Parallel parallel flow

// API: returns a parallel equivalent stream. If it is already parallel, it returns itself
S parallel()
boolean isParallel()

// Case: 
Object[] listOutput = list.stream().parallel().toArray(); 

sequential: serial stream

// API :
S sequential();

// Case: 
Arrays.asList(1, 2, 3, 4).stream().sequential(); 

Unordered: unordered

// Parallel performance can be committed by eliminating the encounter order
IntStream.range(1, 1_000_000).unordered().parallel().distinct().toArray(); 

2.3.2 aggregation of Terminal operations of streams

foreach: loop traversal

// API: as you can see, a Consumer function is accepted here
void forEach(Consumer<? super T> action);

// Using arrow functions in foreach
roster.stream().forEach(p -> System.out.println(p.getName())); 

forEachOrdered: ordered circular flow

list.stream().parallel().forEachOrdered(e -> logger.info(e)); 

Array

stream.toArray(String[]::new);

//reduce: combine Stream elements
Stream.of("A", "B", "C", "D").reduce("", String::concat);

// reduce sum
Stream.of(5, 6, 7, 8).reduce(0, (accumulator, element) -> accumulator + element);
    ?--- reduce Subsequent parameters : First default , Followed by the incoming method

// min: maximizes the string array
Stream.of(testStrings).max((p1, p2) -> Integer.compare(p1.length(), p2.length()));

// max: get the maximum length
br.lines().mapToInt(String::length).max().getAsInt(); 

collection

  • stream. Collect (collectors. Tolist()): tolist collects all elements in the stream into a List
  • stream.collect(Collectors.toCollection(ArrayList::new)): collect the elements in the stream into the collection created by the given supply source
  • stream.collect(Collectors.toSet()): save all elements in the stream to the Set set, and delete duplicate locks
  • stream.collect(Collectors.toCollection(Stack::new))
// API
<R> R collect(Supplier<R> supplier,BiConsumer<R, ? super T> accumulator,BiConsumer<R, R> combiner);
<R, A> R collect(Collector<? super T, A, R> collector);




Map<String, Integer> hashMap = list.stream().collect(Collectors
    .toMap(Function.identity(), String::length));

Map<String, Integer> linkedHashMap = list.stream().collect(Collectors.toMap(
    Function.identity(),
    String::length,
    (u, v) -> u,
    LinkedHashMap::new
));

// Create Collection object
Stream<Integer> intStream = Stream.of(1,2,3,4);
List<Integer> intList = intStream.collect(Collectors.toList());
System.out.println(intList); //prints [1, 2, 3, 4]

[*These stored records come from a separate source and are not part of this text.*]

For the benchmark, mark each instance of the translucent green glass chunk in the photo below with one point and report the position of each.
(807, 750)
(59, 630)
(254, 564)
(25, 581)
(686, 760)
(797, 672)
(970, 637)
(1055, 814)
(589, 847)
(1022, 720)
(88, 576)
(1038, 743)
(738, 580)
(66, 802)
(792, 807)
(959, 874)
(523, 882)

intStream = Stream.of(1,2,3,4); //stream is closed, so we need to create it again
Map<Integer,Integer> intMap = intStream.collect(Collectors.toMap(i -> i, i -> i+10));
System.out.println(intMap); //prints {1=11, 2=12, 3=13, 4=14}

// Create an Array object
Stream<Integer> intStream = Stream.of(1,2,3,4);
Integer[] intArray = intStream.toArray(Integer[]::new);
System.out.println(Arrays.toString(intArray)); //prints [1, 2, 3, 4]

// String operation
stream.collect(Collectors.joining()).toString();
list.stream().collect(Collectors.joining(" | ")) : Interspersed between connectors
list.stream().collect(Collectors.joining(" || ", "Start--", "--End")) : Middle and front and back of connector
    
// Create as Map
books.stream().collect(Collectors.toMap(Book::getIsbn, Book::getName));
// ps : Collector<T, ?, Map<K,U>> toMap(Function<? super T, ? extends K> keyMapper,Function<? super T, ? extends U> valueMapper) 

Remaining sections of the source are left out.